My mother had made the very remark he quoted not long before. She was an old lady, and wanted help to go on living alone in her country cottage, in the shape of the sort of person we now call a daily or a work lady or a home help, or even a carer, but no longer a char.

She used the word ‘servant’ as so many those others did then, because she always had, and because she knew that however they covered the matter up, people would always need domestic help; whether they were the Devonshires or distressed old ladies living alone.

‘Servant’ had acquired the implication of ‘domestic servant’, despite the rest of us who serve; reminding us that over the last few hundred years domestic service had become a last resort for the unskilled poor.

I imagined that young man going on to his next engagement, and preaching the stock sermon we all have in our repertoire, about how Jesus came to earth to be a servant, and wants us all to be the same. Would the preacher, I wonder, have noticed?

‘Servant’ is a word vital to our faith, however social and political factors mess it about. It is even vital to the workaday pagan world, where there is endless talk about Voluntary Service, and the Opportunity of Service, and so on.

We preach service these days more to urge our congregations into action than to convince, for they are among the many who have already accepted the principle, in however muddled away.

Outdated language

Our task with pagans is to ask them why they have accepted the principle. Many unbelievers are splendidly charitable, and are happy to use their own example or those of their friends to show that you do not have to be a Christian any longer, and that the Church is wasting its time, mostly in quarrelling.

That particular preacher, as he said politely enough when I wrote to him, was encouraging us to outlive the way of thought of past generations.

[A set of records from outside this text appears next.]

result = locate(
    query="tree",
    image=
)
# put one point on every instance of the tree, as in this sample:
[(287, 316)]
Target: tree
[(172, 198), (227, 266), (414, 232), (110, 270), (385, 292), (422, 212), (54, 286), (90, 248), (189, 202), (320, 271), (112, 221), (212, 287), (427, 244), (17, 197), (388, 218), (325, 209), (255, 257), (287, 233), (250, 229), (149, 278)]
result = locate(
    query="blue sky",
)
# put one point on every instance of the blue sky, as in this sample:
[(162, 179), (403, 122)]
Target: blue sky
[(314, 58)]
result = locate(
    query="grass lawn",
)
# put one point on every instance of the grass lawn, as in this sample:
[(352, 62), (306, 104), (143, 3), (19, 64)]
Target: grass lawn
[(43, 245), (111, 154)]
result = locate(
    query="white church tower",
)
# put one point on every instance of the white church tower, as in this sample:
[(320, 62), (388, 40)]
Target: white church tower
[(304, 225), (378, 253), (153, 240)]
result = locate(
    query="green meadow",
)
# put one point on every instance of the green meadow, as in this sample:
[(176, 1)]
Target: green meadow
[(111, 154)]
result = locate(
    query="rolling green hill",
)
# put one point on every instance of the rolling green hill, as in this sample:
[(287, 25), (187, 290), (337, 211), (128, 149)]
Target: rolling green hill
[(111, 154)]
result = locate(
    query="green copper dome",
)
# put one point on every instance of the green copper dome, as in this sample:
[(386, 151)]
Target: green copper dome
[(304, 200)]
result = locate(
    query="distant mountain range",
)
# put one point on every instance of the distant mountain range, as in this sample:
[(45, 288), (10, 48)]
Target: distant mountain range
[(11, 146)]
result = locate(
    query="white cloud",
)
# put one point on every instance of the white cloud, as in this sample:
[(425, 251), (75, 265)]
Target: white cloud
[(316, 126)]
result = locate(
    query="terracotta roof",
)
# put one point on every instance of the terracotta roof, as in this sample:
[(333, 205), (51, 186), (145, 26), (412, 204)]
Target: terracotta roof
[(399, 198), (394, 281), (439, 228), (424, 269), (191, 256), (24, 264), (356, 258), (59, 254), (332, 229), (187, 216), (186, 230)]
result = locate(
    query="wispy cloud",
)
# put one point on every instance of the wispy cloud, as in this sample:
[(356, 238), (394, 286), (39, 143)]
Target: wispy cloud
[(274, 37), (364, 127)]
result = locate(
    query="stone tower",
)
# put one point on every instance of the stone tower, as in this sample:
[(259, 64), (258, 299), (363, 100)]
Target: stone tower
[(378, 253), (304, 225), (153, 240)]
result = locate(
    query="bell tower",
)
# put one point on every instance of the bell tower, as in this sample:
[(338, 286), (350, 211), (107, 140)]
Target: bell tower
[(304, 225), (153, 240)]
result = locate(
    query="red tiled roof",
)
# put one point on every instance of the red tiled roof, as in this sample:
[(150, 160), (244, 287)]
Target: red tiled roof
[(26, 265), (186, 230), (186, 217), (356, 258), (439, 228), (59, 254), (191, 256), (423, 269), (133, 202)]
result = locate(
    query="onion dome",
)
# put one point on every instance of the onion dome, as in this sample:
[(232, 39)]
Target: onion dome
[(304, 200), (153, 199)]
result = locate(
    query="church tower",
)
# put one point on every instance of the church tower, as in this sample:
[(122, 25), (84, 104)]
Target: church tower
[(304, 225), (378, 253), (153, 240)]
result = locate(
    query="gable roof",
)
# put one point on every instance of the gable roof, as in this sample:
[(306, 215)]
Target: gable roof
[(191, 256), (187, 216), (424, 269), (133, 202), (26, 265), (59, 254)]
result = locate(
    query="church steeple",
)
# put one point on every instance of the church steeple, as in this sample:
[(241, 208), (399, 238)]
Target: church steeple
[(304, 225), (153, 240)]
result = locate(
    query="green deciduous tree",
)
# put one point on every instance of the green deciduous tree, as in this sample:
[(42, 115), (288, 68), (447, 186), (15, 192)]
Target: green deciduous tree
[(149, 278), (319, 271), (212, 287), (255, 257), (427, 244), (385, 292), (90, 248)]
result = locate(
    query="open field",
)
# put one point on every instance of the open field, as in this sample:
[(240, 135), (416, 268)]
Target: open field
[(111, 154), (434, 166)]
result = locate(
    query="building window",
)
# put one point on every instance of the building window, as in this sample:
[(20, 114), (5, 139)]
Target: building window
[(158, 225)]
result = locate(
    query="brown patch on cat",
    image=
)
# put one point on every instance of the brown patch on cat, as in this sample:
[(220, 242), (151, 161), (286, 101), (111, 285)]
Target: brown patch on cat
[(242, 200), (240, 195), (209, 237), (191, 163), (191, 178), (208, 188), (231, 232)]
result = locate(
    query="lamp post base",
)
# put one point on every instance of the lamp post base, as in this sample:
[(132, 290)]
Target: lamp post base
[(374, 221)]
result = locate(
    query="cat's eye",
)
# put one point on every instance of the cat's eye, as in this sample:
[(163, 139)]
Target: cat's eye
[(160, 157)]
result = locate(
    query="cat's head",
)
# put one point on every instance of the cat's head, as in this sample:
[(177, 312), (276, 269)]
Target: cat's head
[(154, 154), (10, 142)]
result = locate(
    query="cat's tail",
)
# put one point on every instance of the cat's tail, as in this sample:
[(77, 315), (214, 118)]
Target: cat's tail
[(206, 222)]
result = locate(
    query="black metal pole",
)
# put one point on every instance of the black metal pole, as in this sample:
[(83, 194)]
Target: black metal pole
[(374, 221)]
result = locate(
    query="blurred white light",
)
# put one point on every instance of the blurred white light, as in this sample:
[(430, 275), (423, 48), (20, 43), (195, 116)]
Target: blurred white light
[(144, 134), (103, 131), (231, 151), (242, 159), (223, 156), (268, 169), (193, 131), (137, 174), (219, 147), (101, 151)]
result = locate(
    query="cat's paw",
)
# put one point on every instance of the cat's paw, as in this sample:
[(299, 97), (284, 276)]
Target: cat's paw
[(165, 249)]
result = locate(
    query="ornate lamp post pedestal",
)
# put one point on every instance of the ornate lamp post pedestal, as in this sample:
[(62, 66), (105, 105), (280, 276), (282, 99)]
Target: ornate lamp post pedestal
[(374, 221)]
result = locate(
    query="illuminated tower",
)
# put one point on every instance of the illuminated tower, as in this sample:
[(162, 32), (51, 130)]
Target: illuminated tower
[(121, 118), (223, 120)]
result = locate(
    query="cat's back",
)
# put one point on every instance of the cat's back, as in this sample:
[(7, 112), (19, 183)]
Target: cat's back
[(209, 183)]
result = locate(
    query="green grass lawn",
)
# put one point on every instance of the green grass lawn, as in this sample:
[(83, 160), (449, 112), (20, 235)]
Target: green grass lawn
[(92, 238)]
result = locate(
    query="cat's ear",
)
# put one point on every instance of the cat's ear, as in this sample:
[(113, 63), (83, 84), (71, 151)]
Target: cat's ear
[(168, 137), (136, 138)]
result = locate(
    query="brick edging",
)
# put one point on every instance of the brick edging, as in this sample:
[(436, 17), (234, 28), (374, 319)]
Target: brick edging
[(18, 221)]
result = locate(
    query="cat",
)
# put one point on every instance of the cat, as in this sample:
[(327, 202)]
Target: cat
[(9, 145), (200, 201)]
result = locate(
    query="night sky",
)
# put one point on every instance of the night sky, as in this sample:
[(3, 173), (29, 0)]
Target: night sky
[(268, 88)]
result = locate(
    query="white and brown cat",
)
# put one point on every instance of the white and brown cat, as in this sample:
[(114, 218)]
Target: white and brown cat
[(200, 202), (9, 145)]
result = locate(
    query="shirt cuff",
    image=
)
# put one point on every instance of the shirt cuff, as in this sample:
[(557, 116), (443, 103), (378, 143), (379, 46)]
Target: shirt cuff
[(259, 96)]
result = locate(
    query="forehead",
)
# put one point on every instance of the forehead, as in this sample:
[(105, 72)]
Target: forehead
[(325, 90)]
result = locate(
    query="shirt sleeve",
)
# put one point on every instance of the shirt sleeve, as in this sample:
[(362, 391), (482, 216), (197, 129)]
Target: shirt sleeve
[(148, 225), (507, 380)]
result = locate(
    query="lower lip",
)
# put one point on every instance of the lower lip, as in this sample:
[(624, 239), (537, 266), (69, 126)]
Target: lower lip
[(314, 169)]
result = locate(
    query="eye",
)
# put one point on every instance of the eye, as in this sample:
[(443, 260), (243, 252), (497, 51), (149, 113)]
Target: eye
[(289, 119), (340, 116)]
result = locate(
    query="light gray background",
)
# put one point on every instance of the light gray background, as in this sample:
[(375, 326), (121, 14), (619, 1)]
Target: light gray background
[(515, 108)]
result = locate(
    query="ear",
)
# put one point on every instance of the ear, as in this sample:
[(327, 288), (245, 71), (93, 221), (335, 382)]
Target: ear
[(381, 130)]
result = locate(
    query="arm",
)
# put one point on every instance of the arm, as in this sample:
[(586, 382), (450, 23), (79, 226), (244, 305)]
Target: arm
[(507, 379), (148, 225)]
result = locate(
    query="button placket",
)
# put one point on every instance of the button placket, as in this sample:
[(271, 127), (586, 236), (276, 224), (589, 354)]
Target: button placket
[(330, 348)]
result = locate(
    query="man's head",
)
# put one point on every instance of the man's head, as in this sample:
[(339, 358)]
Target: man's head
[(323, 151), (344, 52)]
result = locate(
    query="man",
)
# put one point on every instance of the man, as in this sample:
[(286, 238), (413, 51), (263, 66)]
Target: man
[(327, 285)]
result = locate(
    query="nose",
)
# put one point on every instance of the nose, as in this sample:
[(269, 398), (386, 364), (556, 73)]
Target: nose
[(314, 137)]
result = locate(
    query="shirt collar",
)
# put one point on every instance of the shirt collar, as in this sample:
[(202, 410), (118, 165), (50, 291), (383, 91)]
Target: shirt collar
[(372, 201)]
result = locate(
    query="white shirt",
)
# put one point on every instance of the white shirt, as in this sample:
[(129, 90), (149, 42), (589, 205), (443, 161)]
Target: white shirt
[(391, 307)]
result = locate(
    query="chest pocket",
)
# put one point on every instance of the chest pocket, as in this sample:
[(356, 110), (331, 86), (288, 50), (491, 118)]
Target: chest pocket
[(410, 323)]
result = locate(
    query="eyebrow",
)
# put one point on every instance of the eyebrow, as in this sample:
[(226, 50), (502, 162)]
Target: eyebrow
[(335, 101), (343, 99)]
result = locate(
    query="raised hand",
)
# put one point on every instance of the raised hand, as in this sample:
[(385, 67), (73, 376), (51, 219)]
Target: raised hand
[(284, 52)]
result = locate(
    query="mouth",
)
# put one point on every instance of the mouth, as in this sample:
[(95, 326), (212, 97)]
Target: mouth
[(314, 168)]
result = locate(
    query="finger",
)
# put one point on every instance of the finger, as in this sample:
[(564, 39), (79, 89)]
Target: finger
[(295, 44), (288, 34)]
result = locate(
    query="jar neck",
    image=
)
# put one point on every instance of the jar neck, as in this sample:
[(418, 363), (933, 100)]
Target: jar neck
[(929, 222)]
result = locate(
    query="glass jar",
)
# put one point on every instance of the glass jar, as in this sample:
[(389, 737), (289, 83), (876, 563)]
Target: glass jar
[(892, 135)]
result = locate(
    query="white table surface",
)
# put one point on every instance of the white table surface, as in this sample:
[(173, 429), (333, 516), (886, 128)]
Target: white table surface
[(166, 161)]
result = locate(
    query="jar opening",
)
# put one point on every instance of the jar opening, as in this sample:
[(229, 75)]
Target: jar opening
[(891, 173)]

Yes, but he needed to be charitable, and understand exactly what it was the ladies meant, not to assume that they were in fact just fuel for his sermon.

So much has happened since we older people were young that inevitably some of our terms will seem unsuitable to the new generation. ‘Servant’ simply must not be among them, nor should it be used as a term of contempt.

A generation later than that ordination, I like to think it is already changing back to its vital biblical sense.

In case you are worrying about my mother, now long at rest, I can assure you that her coal was carried for years by a very kind neighbour, who visited her daily, and did everything she needed. Now there is a true servant.

He was an honourable member of one of the dissenting churches, and I just hope I can get to heaven as certainly as he.